Predictors of Long-Term Outcomes in Older Breast Cancer Survivors: Perceptions Versus Patterns of Care

Jeanne S. Mandelblatt, Stephen B. Edge, Neal J. Meropol, Ruby Senie, Theodore Tsangaris, Luther Grey, Burt M. Peterson, Jr, Yi-Ting Hwang, Jon Kerner, Jane Weeks

From the Department of Oncology, Cancer Control Program, Lombardi Cancer Center, and Department of Surgery, Georgetown University School of Medicine; Department of Surgery, Sibley Memorial Hospital, Washington, DC; Department of Epidemiology, Mailman School of Public Health of Columbia University, and Department of Surgery, Beth Israel Medical Center, New York; Department of Surgery, Roswell Park Cancer Institute, State University of New York at Buffalo, Buffalo, NY; Divisions of Medical Science and Population Science, Fox Chase Cancer Center, Philadelphia, PA; National Cancer Institute, Bethesda, MD; and Department of Medicine, Dana-Farber Cancer Institute, Boston, MA.

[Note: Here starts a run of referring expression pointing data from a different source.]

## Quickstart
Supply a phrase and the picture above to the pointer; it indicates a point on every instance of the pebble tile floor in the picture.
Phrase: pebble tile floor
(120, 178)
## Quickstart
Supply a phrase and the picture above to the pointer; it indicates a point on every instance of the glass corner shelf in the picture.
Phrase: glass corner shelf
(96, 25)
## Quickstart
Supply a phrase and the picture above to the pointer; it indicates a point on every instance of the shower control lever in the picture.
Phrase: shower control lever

Address reprint requests to Jeanne Mandelblatt, MD, Lombardi Cancer Center, 2233 Wisconsin Ave, Suite 317, Washington, DC 20007; email: mandelbj{at}georgetown.edu.

Purpose: There are few data on sequelae of breast cancer treatments in older women. We evaluated posttreatment quality of life and satisfaction in a national population.

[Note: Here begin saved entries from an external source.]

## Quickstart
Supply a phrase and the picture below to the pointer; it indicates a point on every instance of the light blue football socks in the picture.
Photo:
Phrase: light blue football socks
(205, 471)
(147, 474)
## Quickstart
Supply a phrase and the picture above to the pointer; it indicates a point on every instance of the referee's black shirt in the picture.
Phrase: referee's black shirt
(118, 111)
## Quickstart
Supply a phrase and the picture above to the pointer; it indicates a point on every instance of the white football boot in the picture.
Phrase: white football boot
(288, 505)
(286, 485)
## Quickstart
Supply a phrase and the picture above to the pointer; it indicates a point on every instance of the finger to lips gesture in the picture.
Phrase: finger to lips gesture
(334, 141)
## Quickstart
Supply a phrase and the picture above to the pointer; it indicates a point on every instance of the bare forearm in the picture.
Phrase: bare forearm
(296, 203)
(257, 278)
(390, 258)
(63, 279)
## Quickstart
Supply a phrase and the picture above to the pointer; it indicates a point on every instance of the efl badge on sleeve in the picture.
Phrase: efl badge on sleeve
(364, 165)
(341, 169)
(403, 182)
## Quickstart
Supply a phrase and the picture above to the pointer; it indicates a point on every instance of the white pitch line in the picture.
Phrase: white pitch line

Patients and Methods: Telephone surveys were conducted with a random cross-sectional sample of 1,812 Medicare beneficiaries 67 years of age and older who were 3, 4, and 5 years posttreatment for stage I and II breast cancer. Regression models were used to estimate the adjusted risk of decrements in physical and mental health functioning by treatment. In a subset of women (n = 732), additional data were used to examine arm problems, impact of cancer, and satisfaction, controlling for baseline health, perceptions of ageism and racism, demographic and clinical factors, region, and surgery year.

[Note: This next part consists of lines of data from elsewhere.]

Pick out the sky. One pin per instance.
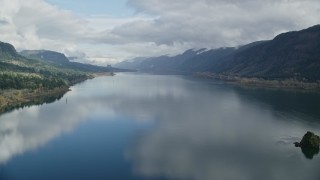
(109, 31)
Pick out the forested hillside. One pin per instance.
(24, 79)
(289, 55)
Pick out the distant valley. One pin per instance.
(33, 76)
(292, 55)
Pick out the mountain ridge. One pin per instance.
(294, 54)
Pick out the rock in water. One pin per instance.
(310, 140)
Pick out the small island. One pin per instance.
(309, 144)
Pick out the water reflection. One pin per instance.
(202, 130)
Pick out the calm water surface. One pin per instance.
(135, 126)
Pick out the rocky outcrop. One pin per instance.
(309, 140)
(309, 144)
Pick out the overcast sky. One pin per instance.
(112, 30)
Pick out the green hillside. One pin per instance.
(23, 80)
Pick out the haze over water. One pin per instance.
(138, 126)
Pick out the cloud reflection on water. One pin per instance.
(202, 131)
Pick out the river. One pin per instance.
(139, 126)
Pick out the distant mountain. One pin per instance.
(18, 72)
(7, 50)
(61, 60)
(289, 55)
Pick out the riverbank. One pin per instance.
(13, 98)
(259, 82)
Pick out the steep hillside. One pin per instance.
(289, 55)
(292, 54)
(61, 60)
(22, 80)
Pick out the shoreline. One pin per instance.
(263, 83)
(12, 98)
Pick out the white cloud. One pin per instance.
(158, 27)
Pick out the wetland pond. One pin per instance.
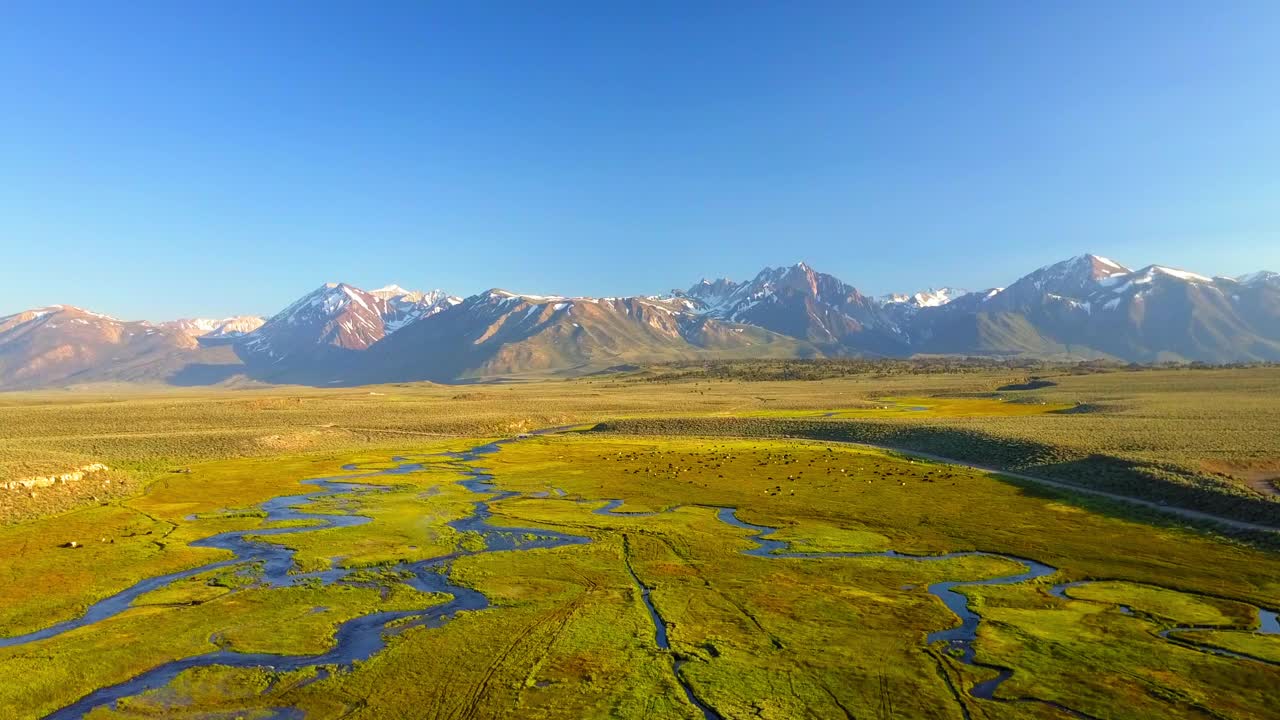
(361, 637)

Results: Use of axillary dissection was the only surgical treatment that affected outcomes, increasing the risk of arm problems four-fold (95% confidence interval, 1.56 to 10.51), controlling for other factors. Having arm problems, in turn, exerted a consistently negative independent effect on all outcomes (P <= .001). Processes of care were also associated with quality of life and satisfaction. For example, women who perceived high levels of ageism or felt that they had no choice of treatment reported significantly more bodily pain, lower mental health scores, and less general satisfaction. These same factors, as well as high perceived racism, were significantly associated with diminished satisfaction with the medical care system.

Conclusion: With the exception of axillary dissection, the processes of care, and not the therapy itself, are the most important determinants of long-term quality of life in older women.

Supported by grant no. RO1 HS 08395 from the Agency for Health Care Policy and Research, Bethesda, MD, and grant no. DAMD17-94-J-4212 from the Department of the Army, Washington, DC.